# Theodre Rosevelt Hunt ??



## mayor (Dec 30, 2006)

Has anybody else that put there name in heard anything about getting or not getting drawn for the hunt? I havent heard a thing.


----------



## HUNTNFISHND (Mar 16, 2004)

First of all, stop calling it a hunt. It's a culling operation, there is no hunting involved.

Secondly, I believe people who were selected have recieved an email or have been contacted. I would assume if you haven't heard anything, then your name wasn't selected.


----------



## rufusleeking (Feb 22, 2007)

When I put my name in for this *hunt*, the auto-response email said, "You can expect to receive another e-mail notification after the selection process has been completed (tentatively planned for late August)." To me, that means we'll hear whether we're selected or not.

I've heard rumors of people getting selected. But I've not personally received anything from NPS.


----------



## oldfireguy (Jun 23, 2005)

Successful applicants have been notified.
There were 5269 people who applied. Many were available for multiple weeks resulting in over 29,000 "applications".
Of the 5269 people, 240 were selected and notified.

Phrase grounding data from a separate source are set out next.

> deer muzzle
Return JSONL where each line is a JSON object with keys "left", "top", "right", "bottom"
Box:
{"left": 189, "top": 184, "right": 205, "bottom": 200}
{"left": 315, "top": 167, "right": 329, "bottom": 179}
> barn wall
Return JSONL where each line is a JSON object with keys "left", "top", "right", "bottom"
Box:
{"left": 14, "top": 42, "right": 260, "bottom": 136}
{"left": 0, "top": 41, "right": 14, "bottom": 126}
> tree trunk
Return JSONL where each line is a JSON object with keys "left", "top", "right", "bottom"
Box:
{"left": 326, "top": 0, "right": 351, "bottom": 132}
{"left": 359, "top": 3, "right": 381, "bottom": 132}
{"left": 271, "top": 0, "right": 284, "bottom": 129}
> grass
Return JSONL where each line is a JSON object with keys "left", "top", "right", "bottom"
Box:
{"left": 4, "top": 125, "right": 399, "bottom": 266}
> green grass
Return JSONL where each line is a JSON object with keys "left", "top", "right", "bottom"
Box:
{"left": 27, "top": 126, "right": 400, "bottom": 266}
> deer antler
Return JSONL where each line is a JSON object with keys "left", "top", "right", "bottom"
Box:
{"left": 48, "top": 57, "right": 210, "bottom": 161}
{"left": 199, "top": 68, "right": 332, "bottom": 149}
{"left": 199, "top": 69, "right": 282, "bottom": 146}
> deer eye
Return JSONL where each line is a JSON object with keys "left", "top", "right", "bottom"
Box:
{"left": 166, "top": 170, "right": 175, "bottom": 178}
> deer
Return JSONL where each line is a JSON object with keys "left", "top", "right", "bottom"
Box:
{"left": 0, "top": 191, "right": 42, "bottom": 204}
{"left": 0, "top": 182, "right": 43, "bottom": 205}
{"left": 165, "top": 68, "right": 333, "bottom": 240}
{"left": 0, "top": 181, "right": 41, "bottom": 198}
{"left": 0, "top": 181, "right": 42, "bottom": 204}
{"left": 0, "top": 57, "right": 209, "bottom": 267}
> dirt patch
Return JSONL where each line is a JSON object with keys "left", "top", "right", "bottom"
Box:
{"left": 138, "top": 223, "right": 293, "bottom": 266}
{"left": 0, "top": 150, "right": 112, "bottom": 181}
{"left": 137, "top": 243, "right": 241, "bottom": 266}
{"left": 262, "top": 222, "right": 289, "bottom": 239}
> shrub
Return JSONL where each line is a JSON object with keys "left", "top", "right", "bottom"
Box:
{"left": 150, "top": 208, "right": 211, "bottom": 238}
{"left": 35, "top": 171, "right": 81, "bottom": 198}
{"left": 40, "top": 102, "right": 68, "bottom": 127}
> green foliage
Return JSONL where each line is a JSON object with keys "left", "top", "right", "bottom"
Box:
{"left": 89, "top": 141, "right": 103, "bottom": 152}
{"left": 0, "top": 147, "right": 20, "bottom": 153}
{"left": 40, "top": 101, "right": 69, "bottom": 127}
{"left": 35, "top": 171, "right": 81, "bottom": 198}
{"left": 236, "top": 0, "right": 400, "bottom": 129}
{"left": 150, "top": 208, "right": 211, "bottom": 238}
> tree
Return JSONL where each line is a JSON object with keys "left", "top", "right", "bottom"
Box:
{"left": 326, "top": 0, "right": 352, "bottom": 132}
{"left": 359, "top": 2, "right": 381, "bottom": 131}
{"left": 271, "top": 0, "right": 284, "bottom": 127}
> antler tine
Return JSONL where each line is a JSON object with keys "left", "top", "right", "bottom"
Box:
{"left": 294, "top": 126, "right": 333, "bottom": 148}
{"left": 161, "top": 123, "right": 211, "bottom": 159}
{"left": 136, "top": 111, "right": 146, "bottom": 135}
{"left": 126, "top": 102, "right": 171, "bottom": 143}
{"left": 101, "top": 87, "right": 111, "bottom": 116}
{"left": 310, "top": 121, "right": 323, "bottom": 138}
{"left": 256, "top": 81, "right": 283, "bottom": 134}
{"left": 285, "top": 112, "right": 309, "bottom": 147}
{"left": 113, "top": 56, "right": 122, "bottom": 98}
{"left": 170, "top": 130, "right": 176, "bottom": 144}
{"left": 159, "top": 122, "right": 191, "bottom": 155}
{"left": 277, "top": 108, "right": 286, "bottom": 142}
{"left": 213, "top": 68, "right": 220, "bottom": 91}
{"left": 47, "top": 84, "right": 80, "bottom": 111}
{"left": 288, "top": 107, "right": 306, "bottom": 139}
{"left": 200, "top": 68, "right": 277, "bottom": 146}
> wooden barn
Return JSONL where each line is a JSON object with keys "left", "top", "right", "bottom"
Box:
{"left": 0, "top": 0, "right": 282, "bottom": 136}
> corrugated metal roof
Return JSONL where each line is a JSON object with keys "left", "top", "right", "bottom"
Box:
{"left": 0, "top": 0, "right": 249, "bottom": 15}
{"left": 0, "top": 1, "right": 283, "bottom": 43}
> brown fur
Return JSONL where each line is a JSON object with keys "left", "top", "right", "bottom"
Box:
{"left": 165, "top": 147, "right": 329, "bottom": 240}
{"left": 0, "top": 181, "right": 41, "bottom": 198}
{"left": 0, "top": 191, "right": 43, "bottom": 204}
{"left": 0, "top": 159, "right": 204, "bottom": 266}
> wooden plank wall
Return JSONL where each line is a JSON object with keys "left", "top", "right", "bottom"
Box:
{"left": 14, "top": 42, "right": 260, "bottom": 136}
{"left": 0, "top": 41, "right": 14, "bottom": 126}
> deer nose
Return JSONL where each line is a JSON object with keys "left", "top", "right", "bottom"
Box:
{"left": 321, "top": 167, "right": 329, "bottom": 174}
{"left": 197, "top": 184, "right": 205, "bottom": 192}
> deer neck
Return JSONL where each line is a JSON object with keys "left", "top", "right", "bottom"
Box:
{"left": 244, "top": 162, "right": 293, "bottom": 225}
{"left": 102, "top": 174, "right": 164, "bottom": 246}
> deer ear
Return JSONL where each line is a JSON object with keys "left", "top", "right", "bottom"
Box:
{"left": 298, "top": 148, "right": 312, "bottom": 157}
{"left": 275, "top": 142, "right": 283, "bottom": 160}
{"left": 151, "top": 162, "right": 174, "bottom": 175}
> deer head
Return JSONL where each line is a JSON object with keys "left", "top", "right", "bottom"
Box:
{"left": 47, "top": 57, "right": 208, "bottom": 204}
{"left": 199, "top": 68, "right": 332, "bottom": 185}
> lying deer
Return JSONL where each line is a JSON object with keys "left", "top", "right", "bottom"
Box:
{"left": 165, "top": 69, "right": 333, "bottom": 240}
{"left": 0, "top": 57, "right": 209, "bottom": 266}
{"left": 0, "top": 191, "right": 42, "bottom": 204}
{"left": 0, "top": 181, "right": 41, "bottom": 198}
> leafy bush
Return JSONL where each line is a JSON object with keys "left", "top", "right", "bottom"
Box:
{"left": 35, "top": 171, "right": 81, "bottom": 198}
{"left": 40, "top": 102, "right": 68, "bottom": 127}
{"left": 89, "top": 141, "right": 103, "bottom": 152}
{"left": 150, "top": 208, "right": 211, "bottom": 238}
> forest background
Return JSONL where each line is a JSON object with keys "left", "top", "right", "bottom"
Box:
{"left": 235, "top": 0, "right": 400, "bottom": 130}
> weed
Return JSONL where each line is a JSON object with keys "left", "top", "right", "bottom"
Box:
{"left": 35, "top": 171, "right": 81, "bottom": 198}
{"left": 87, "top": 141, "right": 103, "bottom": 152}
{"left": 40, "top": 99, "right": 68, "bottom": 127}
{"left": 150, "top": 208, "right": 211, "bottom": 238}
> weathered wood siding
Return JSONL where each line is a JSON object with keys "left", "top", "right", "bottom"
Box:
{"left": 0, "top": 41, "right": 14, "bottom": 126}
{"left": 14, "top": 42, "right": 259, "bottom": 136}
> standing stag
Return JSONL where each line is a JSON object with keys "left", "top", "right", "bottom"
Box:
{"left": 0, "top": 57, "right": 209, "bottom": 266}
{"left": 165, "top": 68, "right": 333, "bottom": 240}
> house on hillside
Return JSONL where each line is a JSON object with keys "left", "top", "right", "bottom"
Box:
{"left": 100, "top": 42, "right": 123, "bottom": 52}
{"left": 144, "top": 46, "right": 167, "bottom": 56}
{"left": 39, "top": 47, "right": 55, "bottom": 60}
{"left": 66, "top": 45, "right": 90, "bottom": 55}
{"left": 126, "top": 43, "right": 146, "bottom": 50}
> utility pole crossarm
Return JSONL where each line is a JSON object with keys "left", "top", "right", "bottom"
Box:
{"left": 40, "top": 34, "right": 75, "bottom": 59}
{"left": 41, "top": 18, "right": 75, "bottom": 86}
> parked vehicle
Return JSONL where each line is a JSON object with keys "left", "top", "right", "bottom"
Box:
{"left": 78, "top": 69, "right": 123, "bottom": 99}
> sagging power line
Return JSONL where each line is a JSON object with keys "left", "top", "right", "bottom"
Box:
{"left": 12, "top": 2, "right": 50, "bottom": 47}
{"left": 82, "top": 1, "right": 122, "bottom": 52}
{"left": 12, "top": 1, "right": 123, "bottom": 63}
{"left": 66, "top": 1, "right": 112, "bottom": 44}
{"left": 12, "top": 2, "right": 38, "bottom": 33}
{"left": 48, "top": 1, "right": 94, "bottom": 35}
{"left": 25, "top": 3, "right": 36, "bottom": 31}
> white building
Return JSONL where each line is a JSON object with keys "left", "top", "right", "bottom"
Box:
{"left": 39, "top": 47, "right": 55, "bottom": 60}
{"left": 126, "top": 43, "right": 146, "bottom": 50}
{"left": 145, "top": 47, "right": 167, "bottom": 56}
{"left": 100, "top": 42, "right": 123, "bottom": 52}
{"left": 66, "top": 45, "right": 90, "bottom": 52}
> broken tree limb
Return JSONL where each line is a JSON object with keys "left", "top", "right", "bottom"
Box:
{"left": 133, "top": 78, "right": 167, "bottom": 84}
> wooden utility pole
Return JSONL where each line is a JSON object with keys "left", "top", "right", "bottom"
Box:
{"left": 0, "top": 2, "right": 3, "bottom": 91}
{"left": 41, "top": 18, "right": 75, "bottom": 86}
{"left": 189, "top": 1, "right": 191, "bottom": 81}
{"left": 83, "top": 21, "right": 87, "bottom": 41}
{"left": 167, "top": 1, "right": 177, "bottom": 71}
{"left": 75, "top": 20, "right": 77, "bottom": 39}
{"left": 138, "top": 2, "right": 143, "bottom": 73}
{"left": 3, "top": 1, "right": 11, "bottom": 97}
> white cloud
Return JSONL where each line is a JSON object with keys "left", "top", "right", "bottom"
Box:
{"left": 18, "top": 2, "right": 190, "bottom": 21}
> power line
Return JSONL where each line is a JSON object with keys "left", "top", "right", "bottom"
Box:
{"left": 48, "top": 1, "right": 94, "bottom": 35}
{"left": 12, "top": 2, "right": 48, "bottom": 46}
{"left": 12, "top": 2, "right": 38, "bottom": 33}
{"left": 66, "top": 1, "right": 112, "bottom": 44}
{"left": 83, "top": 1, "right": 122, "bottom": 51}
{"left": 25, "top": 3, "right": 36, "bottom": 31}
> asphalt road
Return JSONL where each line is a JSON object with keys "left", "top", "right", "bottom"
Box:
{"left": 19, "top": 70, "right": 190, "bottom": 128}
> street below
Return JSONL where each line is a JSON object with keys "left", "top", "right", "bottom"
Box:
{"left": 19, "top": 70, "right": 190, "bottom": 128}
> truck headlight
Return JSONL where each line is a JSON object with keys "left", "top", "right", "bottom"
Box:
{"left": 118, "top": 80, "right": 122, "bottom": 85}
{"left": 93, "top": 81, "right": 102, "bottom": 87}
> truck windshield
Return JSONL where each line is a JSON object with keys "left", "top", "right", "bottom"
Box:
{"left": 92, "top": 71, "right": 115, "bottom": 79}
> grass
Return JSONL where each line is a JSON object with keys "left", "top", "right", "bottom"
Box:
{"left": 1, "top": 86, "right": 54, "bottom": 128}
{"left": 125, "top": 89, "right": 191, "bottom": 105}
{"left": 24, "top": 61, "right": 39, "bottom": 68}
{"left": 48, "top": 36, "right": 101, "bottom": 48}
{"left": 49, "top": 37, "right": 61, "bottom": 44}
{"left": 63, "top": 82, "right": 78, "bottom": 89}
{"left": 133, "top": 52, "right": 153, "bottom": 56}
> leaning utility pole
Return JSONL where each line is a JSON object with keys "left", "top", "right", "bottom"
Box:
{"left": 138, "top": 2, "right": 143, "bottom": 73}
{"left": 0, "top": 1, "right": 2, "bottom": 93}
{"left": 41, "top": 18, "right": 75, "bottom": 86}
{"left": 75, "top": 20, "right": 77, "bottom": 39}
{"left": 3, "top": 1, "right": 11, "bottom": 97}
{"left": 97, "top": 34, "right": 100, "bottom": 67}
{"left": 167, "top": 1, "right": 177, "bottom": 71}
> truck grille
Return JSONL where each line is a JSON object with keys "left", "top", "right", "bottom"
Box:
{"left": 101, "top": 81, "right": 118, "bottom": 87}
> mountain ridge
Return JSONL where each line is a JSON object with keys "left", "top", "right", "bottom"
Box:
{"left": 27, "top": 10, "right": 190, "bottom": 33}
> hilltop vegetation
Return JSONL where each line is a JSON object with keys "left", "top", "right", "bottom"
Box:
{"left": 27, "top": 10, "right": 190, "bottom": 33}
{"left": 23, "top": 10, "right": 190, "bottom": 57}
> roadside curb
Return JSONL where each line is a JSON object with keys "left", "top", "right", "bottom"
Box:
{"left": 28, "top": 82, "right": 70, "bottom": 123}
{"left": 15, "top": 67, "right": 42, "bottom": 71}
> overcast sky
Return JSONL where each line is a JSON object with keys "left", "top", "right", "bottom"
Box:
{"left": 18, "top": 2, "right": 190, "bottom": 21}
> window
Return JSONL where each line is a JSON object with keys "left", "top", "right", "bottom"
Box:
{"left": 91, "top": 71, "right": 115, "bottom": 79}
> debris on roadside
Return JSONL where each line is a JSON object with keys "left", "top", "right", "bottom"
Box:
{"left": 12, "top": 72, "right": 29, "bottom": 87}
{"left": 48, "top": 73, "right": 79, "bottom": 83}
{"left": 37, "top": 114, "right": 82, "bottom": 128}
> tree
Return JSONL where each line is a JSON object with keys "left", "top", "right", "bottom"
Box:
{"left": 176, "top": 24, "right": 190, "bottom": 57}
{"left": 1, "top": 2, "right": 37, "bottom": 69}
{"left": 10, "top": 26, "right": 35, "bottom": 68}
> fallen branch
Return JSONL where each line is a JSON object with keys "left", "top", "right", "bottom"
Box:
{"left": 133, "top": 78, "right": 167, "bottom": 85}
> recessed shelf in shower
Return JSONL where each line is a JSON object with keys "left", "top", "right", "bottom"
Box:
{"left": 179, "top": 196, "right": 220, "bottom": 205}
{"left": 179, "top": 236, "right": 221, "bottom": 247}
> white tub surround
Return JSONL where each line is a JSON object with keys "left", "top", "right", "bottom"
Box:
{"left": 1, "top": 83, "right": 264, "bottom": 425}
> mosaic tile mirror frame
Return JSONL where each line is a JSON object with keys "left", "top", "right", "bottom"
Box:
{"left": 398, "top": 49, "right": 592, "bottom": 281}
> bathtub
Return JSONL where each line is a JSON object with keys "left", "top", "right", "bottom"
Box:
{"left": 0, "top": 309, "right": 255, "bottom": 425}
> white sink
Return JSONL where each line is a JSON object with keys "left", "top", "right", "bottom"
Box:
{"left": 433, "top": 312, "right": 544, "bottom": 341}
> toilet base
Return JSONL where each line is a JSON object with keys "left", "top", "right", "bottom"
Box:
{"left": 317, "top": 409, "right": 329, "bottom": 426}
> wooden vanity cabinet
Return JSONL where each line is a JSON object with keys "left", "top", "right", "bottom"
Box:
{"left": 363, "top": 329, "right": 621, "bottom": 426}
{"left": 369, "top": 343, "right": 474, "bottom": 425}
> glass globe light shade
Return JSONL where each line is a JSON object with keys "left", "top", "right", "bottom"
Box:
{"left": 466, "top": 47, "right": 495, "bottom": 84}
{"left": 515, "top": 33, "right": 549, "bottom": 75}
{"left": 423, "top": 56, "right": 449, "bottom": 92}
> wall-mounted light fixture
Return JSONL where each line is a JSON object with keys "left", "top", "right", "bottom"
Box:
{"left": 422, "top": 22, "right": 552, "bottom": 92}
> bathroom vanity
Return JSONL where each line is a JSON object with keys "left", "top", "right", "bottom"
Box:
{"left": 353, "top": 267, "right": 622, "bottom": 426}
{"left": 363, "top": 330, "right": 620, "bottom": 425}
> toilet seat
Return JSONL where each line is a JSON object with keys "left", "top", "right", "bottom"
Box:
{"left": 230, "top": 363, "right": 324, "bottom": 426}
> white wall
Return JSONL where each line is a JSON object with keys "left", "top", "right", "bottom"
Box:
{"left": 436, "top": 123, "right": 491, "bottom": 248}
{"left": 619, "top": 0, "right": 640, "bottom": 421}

I was not among the selected.

Good luck to those who were.


----------



## liljoe (Jan 25, 2008)

Is there anyone on this forum that has went on this exercise in the past? I would be appreciative of being able to talk to them. Thanks in advance.


----------



## oldfireguy (Jun 23, 2005)

Another year, another opportunity.....this time I got the "congratulations" letter. Will be participating the 7th-11th. Getting ready by walking 5 miles/day, loading and shooting.


----------



## Dick Monson (Aug 12, 2002)

liljoe said:


> Is there anyone on this forum that has went on this exercise in the past? I would be appreciative of being able to talk to them. Thanks in advance.


pm sent.


----------